Of course, a bidirectional wireless radio communication subsystem
is required to establish an audio or data channel between a base
station 402 of one cell and a radiotelephone 403 located in that
cell. As illustrated in very simplified form in FIG. 4, such a
bidirectional wireless radio communication subsystem typically
comprises in the radiotelephone 403:
a transmitter 406 including: an encoder 407 for encoding the voice
signal; and a transmission circuit 408 for transmitting the encoded
voice signal from the encoder 407 through an antenna such as 409;
and
a receiver 410 including: a receiving circuit 411 for receiving a
transmitted encoded voice signal usually through the same antenna
409; and a decoder 412 for decoding the received encoded voice
signal from the receiving circuit 411.
The radiotelephone further comprises other conventional
radiotelephone circuits 413 to which the encoder 407 and decoder
412 are connected and for processing signals therefrom, which
circuits 413 are well known to those of ordinary skill in the art
and, accordingly, will not be further described in the present
specification.
Also, such a bidirectional wireless radio communication subsystem
typically comprises in the base station 402:
a transmitter 414 including: an encoder 415 for encoding the voice
signal; and a transmission circuit 416 for transmitting the encoded
voice signal from the encoder 415 through an antenna such as 417;
and
a receiver 418 including: a receiving circuit 419 for receiving a
transmitted encoded voice signal through the same antenna 417 or
through another antenna (not shown); and a decoder 420 for decoding
the received encoded voice signal from the receiving circuit
419.
The base station 402 further comprises, typically, a base station
controller 421, along with its associated database 422, for
controlling communication between the control terminal 405 and the
transmitter 414 and receiver 418.
As well known to those of ordinary skill in the art, voice encoding
is required in order to reduce the bandwidth necessary to transmit
sound signal, for example voice signal such as speech, across the
bidirectional wireless radio communication subsystem, i.e., between
a radiotelephone 403 and a base station 402.

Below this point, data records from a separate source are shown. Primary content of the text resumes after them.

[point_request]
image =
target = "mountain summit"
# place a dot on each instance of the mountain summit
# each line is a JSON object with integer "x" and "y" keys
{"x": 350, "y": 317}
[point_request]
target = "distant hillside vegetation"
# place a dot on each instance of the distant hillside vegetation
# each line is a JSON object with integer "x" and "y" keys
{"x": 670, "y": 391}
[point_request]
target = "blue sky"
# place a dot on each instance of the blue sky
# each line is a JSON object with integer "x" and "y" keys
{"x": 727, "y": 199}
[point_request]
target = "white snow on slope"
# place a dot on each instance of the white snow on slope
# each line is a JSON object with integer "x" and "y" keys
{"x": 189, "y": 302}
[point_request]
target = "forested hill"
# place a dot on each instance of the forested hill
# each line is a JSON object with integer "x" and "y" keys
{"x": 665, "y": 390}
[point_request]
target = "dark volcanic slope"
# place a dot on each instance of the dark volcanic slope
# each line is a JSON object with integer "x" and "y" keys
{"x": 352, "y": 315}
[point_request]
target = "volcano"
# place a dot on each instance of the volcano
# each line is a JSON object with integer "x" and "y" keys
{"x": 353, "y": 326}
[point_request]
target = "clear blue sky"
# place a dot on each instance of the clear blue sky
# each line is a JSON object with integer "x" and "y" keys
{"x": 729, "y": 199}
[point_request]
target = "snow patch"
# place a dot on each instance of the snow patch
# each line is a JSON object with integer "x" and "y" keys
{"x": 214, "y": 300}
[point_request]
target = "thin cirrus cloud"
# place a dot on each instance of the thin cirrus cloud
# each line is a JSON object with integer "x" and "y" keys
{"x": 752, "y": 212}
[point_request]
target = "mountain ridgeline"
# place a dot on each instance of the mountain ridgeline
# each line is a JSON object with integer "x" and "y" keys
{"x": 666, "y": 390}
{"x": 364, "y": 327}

LP voice encoders (such as 415 and 407) typically operating at 13
kbits/second and below such as Code-Excited Linear Prediction
(CELP) encoders typically use a LP synthesis filter to model the
short-term spectral envelope of the voice signal. The LP
information is transmitted, typically, every 10 or 20 ms to the
decoder (such 420 and 412) and is extracted at the decoder end.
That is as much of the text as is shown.